Why Auxilium Shares Dropped

Although we don't believe in timing the market or panicking over market movements, we do like to keep an eye on big changes -- just in case they're material to our investing thesis.

What: Shares of Auxilium Pharmaceuticals (NAS: AUXL) were getting dumped by investors today, falling as much as 10% after missing estimates in its third-quarter earnings report.

So what: The maker of drugs such as Testim reported an EPS loss of $0.21 for the quarter, on revenues of $71 million. Analysts had expected a $0.04 loss and sales at $79 million. Growth from its XIAFLEX drug was strong, however, at 29%, and the company amended an agreement with Pfizer (NYS: PFE) so that it could independently sell XIAFLEX in Europe. As a result, the company will recognize $94 million in deferred revenue in the fourth quarter, and management revised its guidance for the quarter to include $85 million to $90 million in net income for the quarter.

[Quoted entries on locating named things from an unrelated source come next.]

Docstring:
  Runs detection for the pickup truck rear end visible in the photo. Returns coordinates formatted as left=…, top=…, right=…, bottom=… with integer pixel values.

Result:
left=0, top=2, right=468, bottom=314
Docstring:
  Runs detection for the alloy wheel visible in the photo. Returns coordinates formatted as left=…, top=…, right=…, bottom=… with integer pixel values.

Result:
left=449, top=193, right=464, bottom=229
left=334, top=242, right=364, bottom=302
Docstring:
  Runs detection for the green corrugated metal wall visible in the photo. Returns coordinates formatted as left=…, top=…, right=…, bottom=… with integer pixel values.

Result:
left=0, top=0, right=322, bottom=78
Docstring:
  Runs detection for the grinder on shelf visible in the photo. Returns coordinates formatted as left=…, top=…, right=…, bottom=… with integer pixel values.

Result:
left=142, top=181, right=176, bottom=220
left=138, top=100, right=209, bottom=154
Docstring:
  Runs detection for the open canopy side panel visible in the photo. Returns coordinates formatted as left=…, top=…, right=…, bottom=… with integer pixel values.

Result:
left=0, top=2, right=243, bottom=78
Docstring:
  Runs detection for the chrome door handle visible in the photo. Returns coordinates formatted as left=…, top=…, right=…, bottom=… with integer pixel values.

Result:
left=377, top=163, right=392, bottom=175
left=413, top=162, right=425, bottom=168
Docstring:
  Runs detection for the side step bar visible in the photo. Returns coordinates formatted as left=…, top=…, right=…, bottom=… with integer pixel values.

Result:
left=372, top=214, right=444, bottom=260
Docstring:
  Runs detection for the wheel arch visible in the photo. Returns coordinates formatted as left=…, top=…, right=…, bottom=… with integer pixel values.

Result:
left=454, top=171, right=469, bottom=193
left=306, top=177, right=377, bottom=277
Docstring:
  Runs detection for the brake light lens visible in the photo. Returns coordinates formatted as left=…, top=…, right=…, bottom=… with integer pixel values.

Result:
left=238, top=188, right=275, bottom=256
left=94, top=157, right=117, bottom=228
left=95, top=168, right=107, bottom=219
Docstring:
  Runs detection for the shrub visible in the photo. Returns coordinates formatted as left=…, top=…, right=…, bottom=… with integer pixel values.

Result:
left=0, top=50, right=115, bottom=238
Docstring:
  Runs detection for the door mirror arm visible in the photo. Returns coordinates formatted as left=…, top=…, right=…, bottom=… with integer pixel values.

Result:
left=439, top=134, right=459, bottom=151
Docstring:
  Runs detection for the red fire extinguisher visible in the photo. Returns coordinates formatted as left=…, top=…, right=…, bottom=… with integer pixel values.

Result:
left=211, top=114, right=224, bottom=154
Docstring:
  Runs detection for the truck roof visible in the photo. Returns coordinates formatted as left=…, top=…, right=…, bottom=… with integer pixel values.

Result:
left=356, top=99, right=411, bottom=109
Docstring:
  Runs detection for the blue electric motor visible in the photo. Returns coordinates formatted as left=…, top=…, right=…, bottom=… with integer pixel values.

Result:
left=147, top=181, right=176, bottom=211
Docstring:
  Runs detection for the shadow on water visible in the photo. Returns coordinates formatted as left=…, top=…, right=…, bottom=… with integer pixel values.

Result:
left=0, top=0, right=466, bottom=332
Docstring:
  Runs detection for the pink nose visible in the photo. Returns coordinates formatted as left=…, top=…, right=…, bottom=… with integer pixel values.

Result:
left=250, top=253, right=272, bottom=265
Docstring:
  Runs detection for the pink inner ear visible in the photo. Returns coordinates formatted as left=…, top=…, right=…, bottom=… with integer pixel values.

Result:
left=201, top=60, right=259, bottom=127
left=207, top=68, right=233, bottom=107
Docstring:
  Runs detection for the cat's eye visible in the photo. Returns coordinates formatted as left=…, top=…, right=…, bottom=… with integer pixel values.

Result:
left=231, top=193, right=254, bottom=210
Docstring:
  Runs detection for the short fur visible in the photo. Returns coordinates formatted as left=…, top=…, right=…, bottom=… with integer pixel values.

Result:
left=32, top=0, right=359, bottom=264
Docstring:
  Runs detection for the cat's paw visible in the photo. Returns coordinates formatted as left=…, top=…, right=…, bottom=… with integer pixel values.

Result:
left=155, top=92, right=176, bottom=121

Now what: Auxilium has been racking up losses for the past few quarters, and investors seemed unimpressed with the Pfizer deal. The drugmaker also submitted an application to the FDA seeking the use of XIAFLEX as a biologic therapy for Peyronie's disease, and management reasserted its belief that 2012 will be the company's first profitable year. Given deferred revenue and growth channels Auxilium expects, the market's reaction seems overblown. Auxilium's fourth-quarter results should tell a clearer story about where this company is headed.